Sarjoun Qantar, a volunteer who had been helping with the relief effort in the park, said: "People are impatient to go back to their normal life."

But some were unsure if they had a home to go back to.

Loss of property

Hassan Yehia fled his house 5 metres from the border fence with Israel in the village of Kfar Kila.

Yehia said: "We don’t know what has happened to the house. We have heard different reports and someone said that it had been hit by an Israeli shell."

But Yehia said the loss of property did not bother him.

Referring to the previous Israeli offensives in Lebanon, he said: "We are used to this. This happened to me in 1978, 1982 and 1996.

"The first time it happened to me it was a shock, but now I have got used to it."

Mountains of rubble

Yehia’s stoic attitude was echoed by many.

In the Haret Hreik area of Beirut’s southern suburbs residents were returning to the area to see if their house had survived the intense Israeli bombardment that had pounded the neighbourhood.

The area is home to Hezbollah’s headquarters and armed men dressed in black fatigues were everywhere.

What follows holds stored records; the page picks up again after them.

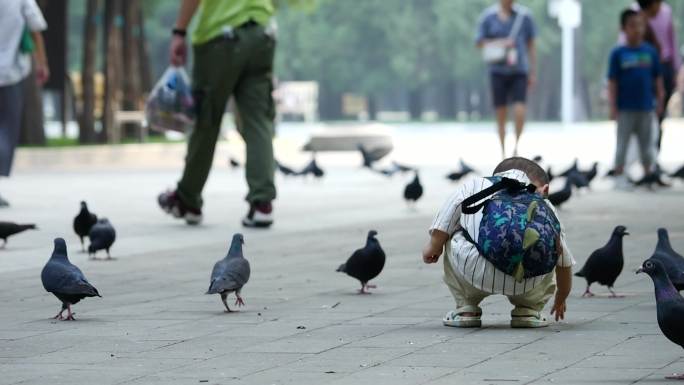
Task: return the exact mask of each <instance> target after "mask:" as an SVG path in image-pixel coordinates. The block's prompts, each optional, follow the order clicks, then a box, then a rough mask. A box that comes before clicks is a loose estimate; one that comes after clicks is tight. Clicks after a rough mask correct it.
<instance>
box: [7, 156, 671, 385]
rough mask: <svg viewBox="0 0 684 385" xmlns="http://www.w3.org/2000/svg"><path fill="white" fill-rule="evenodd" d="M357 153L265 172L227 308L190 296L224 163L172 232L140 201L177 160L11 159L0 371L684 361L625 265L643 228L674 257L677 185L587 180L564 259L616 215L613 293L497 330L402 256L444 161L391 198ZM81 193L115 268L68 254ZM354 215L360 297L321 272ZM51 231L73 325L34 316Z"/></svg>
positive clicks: (646, 239) (151, 207)
mask: <svg viewBox="0 0 684 385" xmlns="http://www.w3.org/2000/svg"><path fill="white" fill-rule="evenodd" d="M356 161H358V159H356V158H354V159H352V160H350V161H349V162H348V164H346V165H345V164H337V163H336V164H335V165H334V166H330V167H328V169H327V171H328V175H327V176H326V178H324V180H323V181H320V182H315V181H306V182H304V181H301V180H296V179H287V180H285V179H279V188H280V194H281V195H280V199H279V201H278V204H277V206H276V208H277V215H278V217H277V219H278V223H277V225H276V227H274V228H273V229H272V230H270V231H245V232H244V234H245V239H246V245H245V254H246V256H247V258H248V259H249V260H250V261H251V264H252V279H251V280H250V282H249V283H248V284H247V286H246V287H245V289H244V290H243V296H244V298H245V301H246V303H247V306H246V307H245V308H243V309H242V311H240V312H239V313H233V314H224V313H223V312H222V305H221V302H220V300H219V297H218V296H207V295H204V294H203V293H204V291H205V290H206V288H207V286H208V280H209V273H210V271H211V268H212V266H213V263H214V262H215V261H216V260H217V259H219V258H221V257H222V256H223V255H224V254H225V252H226V249H227V245H228V242H229V240H230V236H231V235H232V233H233V232H235V231H238V230H240V228H239V227H238V221H239V217H240V216H241V215H242V214H243V213H244V209H245V207H244V202H242V201H241V198H242V196H243V195H244V192H245V191H244V186H243V183H242V171H240V170H238V171H231V170H228V168H227V166H225V167H223V168H220V169H217V170H215V172H214V174H213V175H212V179H211V182H210V184H209V186H208V187H207V194H206V201H207V207H206V210H207V218H206V223H205V224H204V225H203V226H200V227H197V228H188V227H186V226H184V225H181V224H179V223H175V222H173V221H171V220H170V219H169V218H166V217H165V216H163V215H162V213H161V212H160V211H159V210H158V209H157V208H156V207H155V206H154V197H155V194H156V193H157V192H158V190H159V189H160V188H163V187H164V186H168V185H169V184H170V182H172V181H173V180H174V179H175V177H176V176H177V173H176V172H175V171H174V172H172V171H170V170H162V171H159V170H144V169H138V170H135V171H127V172H123V171H101V170H91V169H88V168H87V167H85V166H84V168H83V169H80V170H69V171H58V170H57V171H55V170H51V171H45V170H41V169H35V168H34V169H31V168H29V167H27V168H23V169H21V170H20V171H19V172H18V173H17V175H16V176H15V177H13V178H12V179H11V180H9V181H3V184H2V188H3V190H2V192H3V195H5V196H7V197H8V198H11V200H12V203H13V207H12V208H10V209H7V210H3V211H0V218H2V219H3V220H5V219H11V220H29V221H36V222H37V223H38V224H39V226H40V230H38V231H34V232H28V233H24V234H22V235H18V236H16V237H14V238H12V239H10V242H9V244H8V246H7V249H5V250H0V301H2V303H3V311H2V312H0V383H2V384H48V383H49V384H52V385H55V384H62V383H64V384H95V383H96V384H197V383H208V384H250V385H254V384H297V385H303V384H354V385H360V384H373V385H378V384H392V385H397V384H431V385H436V384H457V383H458V384H510V383H517V384H531V383H534V384H551V383H552V384H599V383H612V384H631V383H663V382H665V381H664V380H663V376H664V375H666V374H670V373H673V372H677V371H680V372H681V371H684V360H683V359H682V351H681V348H679V347H677V346H675V345H673V344H672V343H670V342H669V341H667V340H666V339H665V337H663V336H662V334H661V333H660V331H659V329H658V326H657V324H656V320H655V306H654V299H653V294H652V285H651V282H650V280H649V279H648V278H647V277H646V276H637V275H635V274H633V271H634V270H635V269H636V268H637V266H639V264H640V263H641V261H642V260H644V259H645V258H646V257H648V256H649V255H650V252H651V251H652V249H653V247H654V246H655V242H656V236H655V230H656V228H657V227H659V226H661V225H665V226H667V227H668V228H669V229H670V234H671V238H672V241H673V245H674V247H675V249H678V250H680V251H684V221H682V219H681V218H683V217H684V207H683V206H682V203H681V202H682V193H683V192H684V188H683V187H682V185H681V184H677V185H676V186H675V187H674V188H673V189H671V190H667V191H660V192H658V193H656V194H652V193H648V192H645V191H640V192H635V193H616V192H612V191H610V190H607V189H606V188H605V186H602V185H601V183H599V184H598V186H597V188H596V189H595V190H596V191H594V192H593V193H585V194H582V196H580V197H578V198H577V199H574V200H572V201H571V202H570V203H569V204H568V205H567V206H566V207H565V208H564V210H563V211H562V213H561V218H562V220H563V221H564V222H565V224H566V226H567V232H568V236H569V243H570V247H571V248H572V250H573V252H574V253H575V256H576V258H577V260H578V263H580V264H581V263H582V262H584V260H585V259H586V256H587V255H588V254H589V253H590V252H591V251H592V250H593V249H595V248H597V247H599V246H602V245H603V244H604V243H605V242H606V240H607V238H608V236H609V233H610V231H611V230H612V228H613V226H615V225H617V224H624V225H626V226H628V227H629V230H630V232H631V233H632V236H630V237H628V238H626V241H625V254H626V266H625V271H624V272H623V275H622V276H621V277H620V278H619V280H618V282H617V290H618V291H620V292H622V293H624V294H625V295H626V297H625V298H622V299H609V298H606V297H603V296H600V297H597V298H594V299H581V298H579V296H580V294H581V292H582V291H583V290H584V283H583V282H582V281H581V280H579V279H577V280H575V282H574V284H575V287H574V289H573V294H572V297H571V299H570V301H569V311H568V314H567V316H568V318H567V320H566V321H565V322H562V323H558V324H555V325H553V326H552V327H549V328H547V329H545V330H534V331H531V330H511V329H509V328H508V321H509V319H508V318H509V317H508V313H509V311H510V305H509V304H508V302H507V301H506V300H505V298H504V297H491V298H490V299H488V300H486V302H485V305H484V310H485V315H484V327H483V328H482V329H477V330H472V329H471V330H459V329H451V328H445V327H443V326H442V325H441V317H442V316H443V315H444V313H445V312H446V311H447V310H450V309H452V308H453V302H452V300H451V298H450V295H449V294H448V290H447V289H446V288H445V287H444V285H443V284H442V283H441V269H440V267H438V266H425V265H423V264H422V263H421V262H420V259H419V250H420V248H421V246H422V244H423V242H424V241H425V239H426V233H425V229H426V227H427V226H428V224H429V222H430V220H431V218H432V216H433V214H434V211H435V210H436V209H437V207H439V205H440V204H441V203H442V201H443V199H444V198H445V197H446V196H447V195H448V194H449V191H451V189H452V188H453V185H451V184H449V183H447V181H446V180H444V179H443V174H444V173H445V171H446V170H447V169H448V168H447V167H446V166H444V167H440V166H429V167H425V168H424V169H423V170H422V174H421V175H422V178H423V180H424V184H425V187H426V197H425V198H424V199H423V200H422V201H420V202H419V205H418V207H417V209H415V210H409V209H407V208H406V206H405V205H404V204H403V202H402V200H401V190H402V188H403V185H404V184H405V183H406V182H407V180H406V179H405V178H401V177H398V178H395V179H391V180H388V179H385V178H383V177H380V176H377V175H372V174H369V173H368V172H366V171H364V170H359V169H357V168H356V167H355V166H354V165H355V164H356ZM320 163H321V164H323V165H324V166H325V165H326V156H325V155H323V156H321V159H320ZM340 163H344V162H340ZM352 163H353V164H352ZM81 199H86V200H88V202H89V203H90V205H91V207H92V209H93V211H95V212H97V213H98V214H100V215H105V216H108V217H109V218H110V219H111V221H112V223H113V224H114V225H115V226H116V227H117V230H118V233H119V238H118V240H117V243H116V244H115V247H114V248H113V250H112V253H113V256H115V257H117V258H118V259H117V260H116V261H113V262H92V261H87V256H86V255H84V254H82V253H79V251H78V250H79V245H78V240H77V238H76V236H75V235H74V234H73V232H72V230H71V221H72V218H73V216H74V215H75V214H76V211H77V208H78V201H79V200H81ZM370 228H375V229H377V230H378V231H379V234H380V235H379V239H380V241H381V243H382V245H383V246H384V248H385V250H386V252H387V255H388V263H387V265H386V268H385V271H384V272H383V273H382V275H381V276H380V277H379V278H378V279H377V280H376V283H377V284H378V286H379V288H378V289H377V290H376V291H375V293H374V294H373V295H368V296H359V295H356V294H355V290H356V289H357V283H356V282H355V281H353V280H352V279H351V278H349V277H346V276H344V275H341V274H339V273H335V272H334V270H335V268H336V267H337V266H338V264H339V263H341V262H343V261H344V260H345V259H346V258H347V257H348V255H349V254H350V253H351V251H352V250H354V249H355V248H357V247H359V246H361V245H362V244H363V241H364V237H365V233H366V231H367V230H368V229H370ZM56 236H64V237H65V238H66V239H67V243H68V245H69V252H70V257H71V260H72V261H73V262H74V263H76V264H78V265H79V266H80V267H81V269H82V270H83V271H84V273H85V274H86V276H87V277H88V278H89V279H90V281H91V282H92V283H93V284H94V285H95V286H97V288H98V289H99V290H100V292H101V293H102V295H103V298H101V299H100V298H96V299H86V300H84V301H83V302H81V303H79V304H78V305H76V306H75V310H76V313H77V314H76V318H77V319H78V321H77V322H56V321H53V320H50V319H48V318H49V317H50V316H52V315H54V313H56V312H57V311H58V310H59V304H58V302H57V300H56V299H55V298H54V297H53V296H51V295H49V294H47V293H46V292H45V291H44V290H43V288H42V286H41V284H40V268H41V267H42V265H43V264H44V262H45V261H46V259H47V258H48V256H49V255H50V252H51V247H52V239H53V238H54V237H56ZM595 291H596V292H598V293H605V292H606V291H605V290H604V289H603V288H599V287H596V288H595Z"/></svg>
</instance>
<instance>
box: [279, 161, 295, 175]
mask: <svg viewBox="0 0 684 385" xmlns="http://www.w3.org/2000/svg"><path fill="white" fill-rule="evenodd" d="M275 162H276V169H278V171H280V172H281V173H283V175H285V176H290V175H295V174H297V172H296V171H295V170H293V169H291V168H290V167H287V166H285V165H283V164H282V163H280V162H278V161H277V160H276V161H275Z"/></svg>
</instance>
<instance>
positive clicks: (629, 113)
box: [615, 111, 634, 175]
mask: <svg viewBox="0 0 684 385" xmlns="http://www.w3.org/2000/svg"><path fill="white" fill-rule="evenodd" d="M633 125H634V114H633V113H631V112H628V111H620V112H618V116H617V135H616V138H617V141H616V147H615V175H622V173H623V172H624V170H625V159H626V157H627V148H628V147H629V138H630V137H631V136H632V131H633V129H632V127H633Z"/></svg>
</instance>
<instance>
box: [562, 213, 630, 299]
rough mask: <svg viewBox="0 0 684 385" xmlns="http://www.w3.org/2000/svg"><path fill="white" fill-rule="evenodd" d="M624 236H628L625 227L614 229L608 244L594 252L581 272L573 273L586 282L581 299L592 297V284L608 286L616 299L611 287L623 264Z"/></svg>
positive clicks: (620, 271)
mask: <svg viewBox="0 0 684 385" xmlns="http://www.w3.org/2000/svg"><path fill="white" fill-rule="evenodd" d="M625 235H629V233H628V232H627V228H626V227H625V226H617V227H615V229H614V230H613V233H612V234H611V236H610V239H609V240H608V243H607V244H606V245H605V246H603V247H601V248H600V249H597V250H594V252H593V253H591V255H590V256H589V258H588V259H587V262H585V264H584V267H582V270H580V271H578V272H577V273H575V276H576V277H583V278H585V279H586V280H587V290H586V291H585V292H584V294H583V295H582V297H593V296H594V294H593V293H592V292H591V290H589V289H590V288H591V284H592V283H594V282H598V283H600V284H601V285H604V286H608V290H609V291H610V294H611V296H612V297H614V298H615V297H617V295H616V294H615V292H614V291H613V285H614V284H615V281H616V280H617V277H618V276H619V275H620V273H621V272H622V268H623V267H624V264H625V259H624V256H623V254H622V238H623V237H624V236H625Z"/></svg>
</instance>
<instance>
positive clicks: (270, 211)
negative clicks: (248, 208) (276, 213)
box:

Many wore surgical masks to protect themselves from the noxious smoke that was still rising from some of the buildings.

In some places whole streets had disappeared and were replaced with mountains of rubble and nothing remained untouched by the destruction.

A foul smell hung over the area but Hezbollah fighters in the area denied there were dead bodies still lying in the ruins.

Despite the destruction many in the area were in a buoyant mood and youths carried pictures of Hassan Nasrallah, the Hezbollah leader.

Khaled Barakat, a Haret Hreik resident, said: "We won because Israel didn’t win."

Barakat said he remained in the area throughout the bombardment.

Others struggled to be so positive.

One man said: "I think that my building has been destroyed. There are no winners in war."

Fragile ceasefire

Despite relief that the conflict appeared to be over many in Lebanon are concerned over the future prospects of the country.

The ceasefire with Israel is fragile and the blockade on the country remains.

Lebanon’s political balance looks increasingly fragile and there is a divide between those who accuse Hezbollah of unilaterally starting a war with Israel and those who say the party had a right to resist Israeli aggression.

Hassan Nasrallah's TV address on Monday evening was met with an eruption of celebratory gunfire and fireworks in Beirut after he said his party had defeated Israel.

Hezbollah supporters say the party proved it was possible to stand up against a country that had inflicted a series of crushing defeats over Arabs.

Others are less convinced and point to the death of more than 1100 Lebanese civilians and a massive material damage that has cost the country as much as $5billion.

Michael Karam, the editor of Executive, an English language business magazine, said: "The impact has been monumental. In one month the country was systematically dismantled.

"In terms of confidence there has been a huge effect in many of the country’s different sectors. In the tourism industry for example, who is going to come on holiday here now?"